Because of this, I wonder:
Must $q$ be analytic on $\mathbb{R}^+$?
If it helps, $F(s)$ satisfies the flippant equation:
$$F(s) = e^{F(s-1)e^{s-1}}$$
No. $F$ does not put enough constraints on $q$.
Suppose that $F$ is a given analytic function, and let $q_0:[0, 1]\to \mathbb R_+$ be continuous. Extend $q_0$ to a function on $\mathbb R_+$ using the recurrence $$q(s+1) = (e^{q(s)}-e^s)F(s).$$ In general, $q$ will not be continuous or positive.
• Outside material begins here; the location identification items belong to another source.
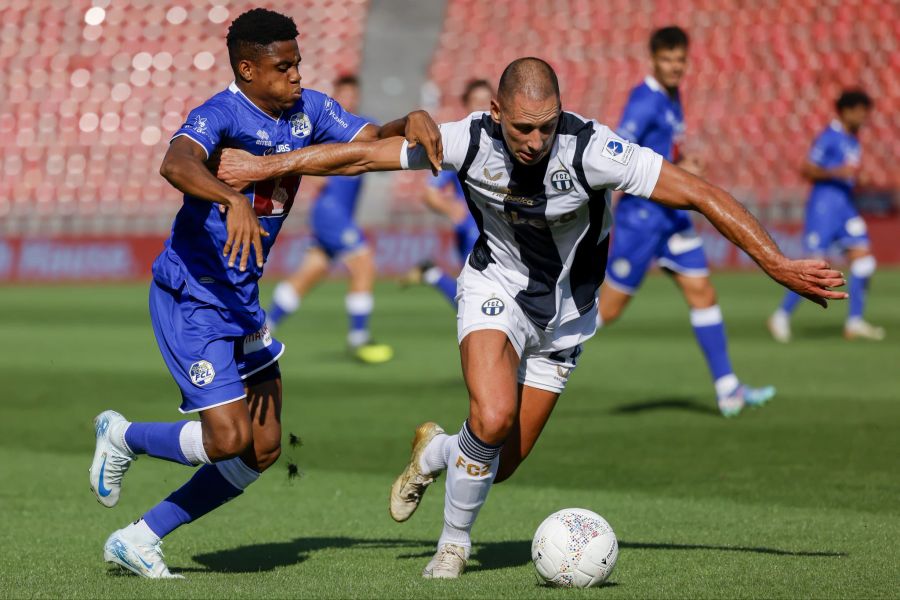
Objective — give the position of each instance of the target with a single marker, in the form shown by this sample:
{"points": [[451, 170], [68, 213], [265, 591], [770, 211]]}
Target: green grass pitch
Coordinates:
{"points": [[797, 499]]}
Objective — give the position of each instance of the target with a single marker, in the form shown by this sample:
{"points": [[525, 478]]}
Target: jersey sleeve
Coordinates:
{"points": [[331, 123], [455, 138], [207, 125], [637, 117], [612, 162], [821, 152]]}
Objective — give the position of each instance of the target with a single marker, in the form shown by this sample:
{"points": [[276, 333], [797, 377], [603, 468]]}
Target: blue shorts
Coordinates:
{"points": [[831, 219], [333, 227], [466, 235], [644, 232], [206, 351]]}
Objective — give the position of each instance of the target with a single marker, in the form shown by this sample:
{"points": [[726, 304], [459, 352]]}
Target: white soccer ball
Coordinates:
{"points": [[574, 547]]}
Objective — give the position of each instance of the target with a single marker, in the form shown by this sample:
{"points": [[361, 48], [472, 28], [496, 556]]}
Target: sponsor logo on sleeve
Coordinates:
{"points": [[300, 125], [561, 181], [202, 373], [493, 307], [618, 150]]}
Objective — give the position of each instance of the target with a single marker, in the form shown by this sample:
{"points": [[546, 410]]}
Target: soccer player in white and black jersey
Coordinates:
{"points": [[537, 181]]}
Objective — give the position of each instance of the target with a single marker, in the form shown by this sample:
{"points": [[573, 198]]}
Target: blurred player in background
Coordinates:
{"points": [[645, 231], [833, 167], [204, 297], [337, 237], [445, 196]]}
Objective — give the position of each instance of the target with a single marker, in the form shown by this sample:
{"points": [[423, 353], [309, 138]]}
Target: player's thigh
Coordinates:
{"points": [[264, 406], [312, 270], [535, 407], [489, 364], [361, 265], [631, 253], [698, 291], [612, 302]]}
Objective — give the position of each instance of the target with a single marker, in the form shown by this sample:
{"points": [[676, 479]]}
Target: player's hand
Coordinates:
{"points": [[244, 231], [812, 279], [237, 168], [421, 129]]}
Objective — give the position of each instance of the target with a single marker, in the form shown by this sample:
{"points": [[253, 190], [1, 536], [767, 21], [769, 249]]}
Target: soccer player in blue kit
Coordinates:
{"points": [[831, 219], [645, 231], [204, 298], [445, 196], [337, 237]]}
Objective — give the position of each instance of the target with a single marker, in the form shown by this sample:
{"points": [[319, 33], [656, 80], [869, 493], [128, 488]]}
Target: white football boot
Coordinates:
{"points": [[857, 329], [410, 486], [139, 552], [112, 457], [780, 327], [449, 562]]}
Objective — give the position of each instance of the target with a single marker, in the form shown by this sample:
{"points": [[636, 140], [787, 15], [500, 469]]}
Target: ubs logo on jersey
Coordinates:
{"points": [[561, 181], [202, 373], [493, 307], [300, 126]]}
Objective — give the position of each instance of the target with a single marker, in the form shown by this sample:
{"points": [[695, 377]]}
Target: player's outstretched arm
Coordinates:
{"points": [[238, 168], [184, 167], [812, 279]]}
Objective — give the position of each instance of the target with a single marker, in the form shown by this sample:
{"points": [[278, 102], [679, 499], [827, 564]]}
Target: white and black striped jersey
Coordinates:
{"points": [[544, 228]]}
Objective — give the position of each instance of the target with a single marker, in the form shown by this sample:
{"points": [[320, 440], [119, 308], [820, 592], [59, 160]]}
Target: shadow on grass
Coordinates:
{"points": [[487, 556], [672, 403], [753, 549]]}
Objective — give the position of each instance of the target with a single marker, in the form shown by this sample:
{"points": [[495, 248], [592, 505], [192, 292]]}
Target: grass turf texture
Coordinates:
{"points": [[798, 499]]}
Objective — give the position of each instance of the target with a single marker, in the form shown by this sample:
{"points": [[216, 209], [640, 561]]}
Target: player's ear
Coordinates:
{"points": [[245, 71], [495, 110]]}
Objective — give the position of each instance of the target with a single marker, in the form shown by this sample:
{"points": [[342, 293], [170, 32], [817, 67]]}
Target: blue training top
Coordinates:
{"points": [[193, 253], [835, 147]]}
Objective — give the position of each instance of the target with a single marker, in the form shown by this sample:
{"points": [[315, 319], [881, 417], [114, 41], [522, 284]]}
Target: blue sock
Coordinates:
{"points": [[359, 307], [275, 314], [208, 489], [790, 301], [710, 333], [160, 440], [442, 282]]}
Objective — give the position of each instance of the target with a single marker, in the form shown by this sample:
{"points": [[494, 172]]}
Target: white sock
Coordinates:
{"points": [[726, 385], [434, 458], [191, 440], [142, 534], [286, 297], [471, 469]]}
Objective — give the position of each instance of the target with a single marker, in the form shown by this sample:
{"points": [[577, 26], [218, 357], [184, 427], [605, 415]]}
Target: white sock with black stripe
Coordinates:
{"points": [[471, 468]]}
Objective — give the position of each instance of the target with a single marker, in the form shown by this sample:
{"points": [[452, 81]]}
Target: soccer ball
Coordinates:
{"points": [[574, 547]]}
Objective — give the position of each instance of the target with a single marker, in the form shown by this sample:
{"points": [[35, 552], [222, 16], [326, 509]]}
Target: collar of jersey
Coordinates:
{"points": [[234, 89]]}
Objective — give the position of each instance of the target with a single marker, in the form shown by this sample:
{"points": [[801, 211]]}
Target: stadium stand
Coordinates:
{"points": [[761, 83], [93, 90]]}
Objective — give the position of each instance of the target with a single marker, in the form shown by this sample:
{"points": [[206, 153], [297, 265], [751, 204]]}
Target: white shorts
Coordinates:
{"points": [[547, 359]]}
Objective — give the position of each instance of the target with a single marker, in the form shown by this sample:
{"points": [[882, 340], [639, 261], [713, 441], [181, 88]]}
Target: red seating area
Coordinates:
{"points": [[92, 91], [761, 83]]}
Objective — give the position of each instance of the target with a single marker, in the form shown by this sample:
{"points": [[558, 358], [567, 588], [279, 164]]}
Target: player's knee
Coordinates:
{"points": [[863, 266], [492, 425], [267, 455], [229, 442]]}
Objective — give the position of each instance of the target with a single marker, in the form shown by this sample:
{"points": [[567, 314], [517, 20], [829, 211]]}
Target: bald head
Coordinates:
{"points": [[530, 77]]}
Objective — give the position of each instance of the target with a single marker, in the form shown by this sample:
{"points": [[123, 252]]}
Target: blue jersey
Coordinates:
{"points": [[835, 147], [653, 119], [193, 253]]}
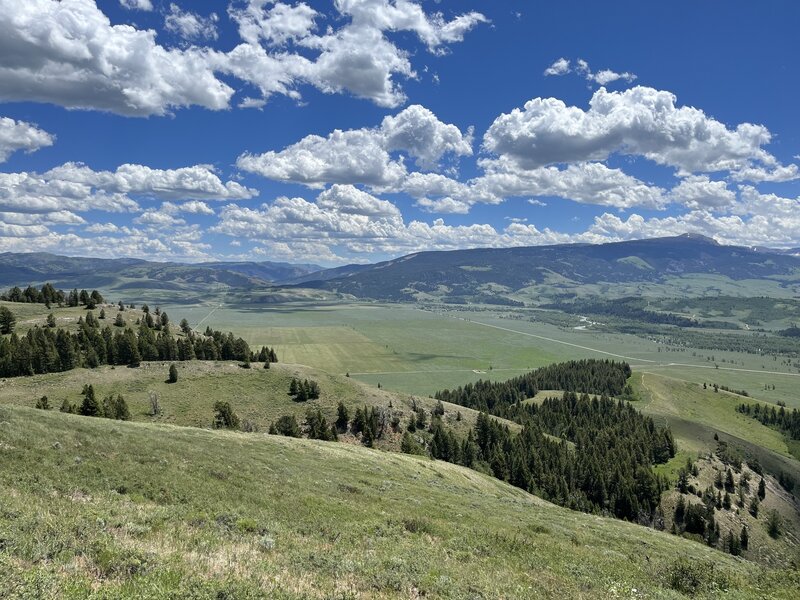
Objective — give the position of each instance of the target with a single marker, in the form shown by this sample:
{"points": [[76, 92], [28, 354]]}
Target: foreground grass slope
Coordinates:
{"points": [[695, 415], [94, 508]]}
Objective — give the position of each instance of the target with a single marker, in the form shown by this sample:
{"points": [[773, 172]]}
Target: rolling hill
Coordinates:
{"points": [[129, 273], [99, 509]]}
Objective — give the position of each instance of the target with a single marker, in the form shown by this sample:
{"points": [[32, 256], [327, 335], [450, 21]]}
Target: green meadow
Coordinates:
{"points": [[96, 509]]}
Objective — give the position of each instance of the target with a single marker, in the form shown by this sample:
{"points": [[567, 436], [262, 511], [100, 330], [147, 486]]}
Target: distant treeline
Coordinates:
{"points": [[49, 295], [496, 397], [50, 349], [608, 471], [753, 343], [633, 309], [781, 419]]}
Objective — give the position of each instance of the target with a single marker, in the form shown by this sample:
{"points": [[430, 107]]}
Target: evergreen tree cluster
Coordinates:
{"points": [[726, 494], [49, 295], [48, 349], [496, 397], [111, 407], [781, 419], [316, 427], [607, 470], [302, 390]]}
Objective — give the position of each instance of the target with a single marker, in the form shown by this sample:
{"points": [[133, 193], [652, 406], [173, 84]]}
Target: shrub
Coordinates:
{"points": [[224, 417]]}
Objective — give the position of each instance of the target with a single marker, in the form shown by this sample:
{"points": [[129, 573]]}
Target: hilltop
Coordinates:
{"points": [[93, 508]]}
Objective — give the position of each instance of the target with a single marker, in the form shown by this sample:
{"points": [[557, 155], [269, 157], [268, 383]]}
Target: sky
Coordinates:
{"points": [[352, 131]]}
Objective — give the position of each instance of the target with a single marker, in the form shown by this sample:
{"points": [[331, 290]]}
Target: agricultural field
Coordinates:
{"points": [[257, 395], [419, 351]]}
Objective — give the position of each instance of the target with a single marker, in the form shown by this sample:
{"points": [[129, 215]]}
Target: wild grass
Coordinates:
{"points": [[91, 508]]}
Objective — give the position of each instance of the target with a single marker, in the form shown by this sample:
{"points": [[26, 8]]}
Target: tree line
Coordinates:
{"points": [[498, 397], [606, 469], [781, 419], [50, 295], [55, 349]]}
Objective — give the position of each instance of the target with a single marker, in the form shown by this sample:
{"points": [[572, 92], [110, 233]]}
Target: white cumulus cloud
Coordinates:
{"points": [[19, 135]]}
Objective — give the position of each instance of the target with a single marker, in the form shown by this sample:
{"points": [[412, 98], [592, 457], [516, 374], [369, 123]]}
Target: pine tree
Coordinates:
{"points": [[680, 510], [774, 524], [733, 544], [288, 426], [89, 407], [729, 482], [754, 506], [224, 417]]}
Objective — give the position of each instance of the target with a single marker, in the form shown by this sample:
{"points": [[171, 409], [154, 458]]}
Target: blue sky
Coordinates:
{"points": [[358, 130]]}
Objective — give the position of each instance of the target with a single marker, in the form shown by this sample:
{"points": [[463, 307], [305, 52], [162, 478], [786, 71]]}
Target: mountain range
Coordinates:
{"points": [[476, 275]]}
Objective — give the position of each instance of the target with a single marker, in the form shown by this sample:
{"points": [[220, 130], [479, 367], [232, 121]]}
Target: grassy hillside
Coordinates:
{"points": [[93, 508], [492, 275], [695, 414], [258, 395]]}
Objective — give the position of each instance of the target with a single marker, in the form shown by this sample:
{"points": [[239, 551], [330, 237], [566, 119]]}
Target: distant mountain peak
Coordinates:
{"points": [[696, 237]]}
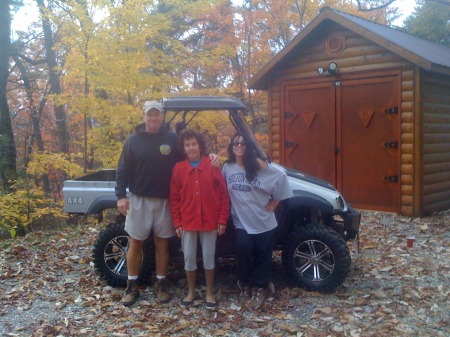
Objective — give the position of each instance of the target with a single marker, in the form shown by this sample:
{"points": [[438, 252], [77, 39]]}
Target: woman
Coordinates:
{"points": [[255, 188], [200, 206]]}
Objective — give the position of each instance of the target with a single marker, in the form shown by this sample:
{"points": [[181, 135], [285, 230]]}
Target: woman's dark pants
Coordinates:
{"points": [[255, 257]]}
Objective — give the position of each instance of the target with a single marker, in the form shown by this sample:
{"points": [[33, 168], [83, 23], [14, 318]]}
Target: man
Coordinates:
{"points": [[145, 167]]}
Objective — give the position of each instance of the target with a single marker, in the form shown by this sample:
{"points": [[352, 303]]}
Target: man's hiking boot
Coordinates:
{"points": [[244, 293], [131, 293], [161, 292], [258, 298]]}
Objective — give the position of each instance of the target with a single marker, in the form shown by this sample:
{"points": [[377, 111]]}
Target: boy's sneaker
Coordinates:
{"points": [[160, 290], [131, 293], [244, 293], [258, 298]]}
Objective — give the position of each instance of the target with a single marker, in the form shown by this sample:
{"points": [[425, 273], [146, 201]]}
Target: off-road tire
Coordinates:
{"points": [[109, 256], [316, 258]]}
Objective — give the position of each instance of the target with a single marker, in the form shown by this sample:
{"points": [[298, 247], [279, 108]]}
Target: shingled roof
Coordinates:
{"points": [[425, 54]]}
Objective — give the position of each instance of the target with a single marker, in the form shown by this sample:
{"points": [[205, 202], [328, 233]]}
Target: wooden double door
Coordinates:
{"points": [[346, 132]]}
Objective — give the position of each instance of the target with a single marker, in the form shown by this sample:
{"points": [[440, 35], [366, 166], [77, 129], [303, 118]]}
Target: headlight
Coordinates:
{"points": [[340, 203]]}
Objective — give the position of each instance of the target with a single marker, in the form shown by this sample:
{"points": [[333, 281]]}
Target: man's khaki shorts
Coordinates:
{"points": [[147, 214]]}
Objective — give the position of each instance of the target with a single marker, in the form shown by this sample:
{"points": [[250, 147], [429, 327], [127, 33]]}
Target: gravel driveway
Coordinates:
{"points": [[48, 287]]}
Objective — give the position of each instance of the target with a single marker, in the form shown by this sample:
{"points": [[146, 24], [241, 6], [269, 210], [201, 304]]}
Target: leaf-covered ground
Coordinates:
{"points": [[48, 287]]}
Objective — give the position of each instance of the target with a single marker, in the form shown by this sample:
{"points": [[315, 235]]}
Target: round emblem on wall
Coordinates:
{"points": [[334, 44]]}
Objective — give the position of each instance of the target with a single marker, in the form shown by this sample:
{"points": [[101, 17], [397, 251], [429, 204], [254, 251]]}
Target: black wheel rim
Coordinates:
{"points": [[314, 260], [115, 255]]}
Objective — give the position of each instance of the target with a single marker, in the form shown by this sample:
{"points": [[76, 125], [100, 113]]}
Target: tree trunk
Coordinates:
{"points": [[35, 114], [7, 145], [62, 132]]}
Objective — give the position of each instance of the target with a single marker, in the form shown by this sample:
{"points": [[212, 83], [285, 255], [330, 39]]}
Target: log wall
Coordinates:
{"points": [[435, 107], [360, 57]]}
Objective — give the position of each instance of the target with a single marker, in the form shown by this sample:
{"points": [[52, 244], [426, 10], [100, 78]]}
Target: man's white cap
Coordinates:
{"points": [[152, 105]]}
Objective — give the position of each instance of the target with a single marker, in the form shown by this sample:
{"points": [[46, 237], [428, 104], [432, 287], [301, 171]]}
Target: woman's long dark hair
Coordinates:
{"points": [[251, 164]]}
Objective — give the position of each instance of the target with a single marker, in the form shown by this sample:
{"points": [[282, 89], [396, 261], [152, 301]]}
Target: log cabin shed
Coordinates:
{"points": [[377, 126]]}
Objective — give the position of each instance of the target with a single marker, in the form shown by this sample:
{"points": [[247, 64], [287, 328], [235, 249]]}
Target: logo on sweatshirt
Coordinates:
{"points": [[165, 149]]}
One an write down conditions for that, but they are not needed to answer this question.
Let $q$ be one function that satisfies all assumptions. Let $q'_0=q|_{(0,1]} + g$, where $g$ is a non-negative continuous function on $[0,1]$ with $g'(0)=g'(1)=0$, CBS extend $q'_0$ to a function on $\mathbb R_+$ as sketched above. If $q$ is analytic but $g$ not, then $q'$ will not be analytic either.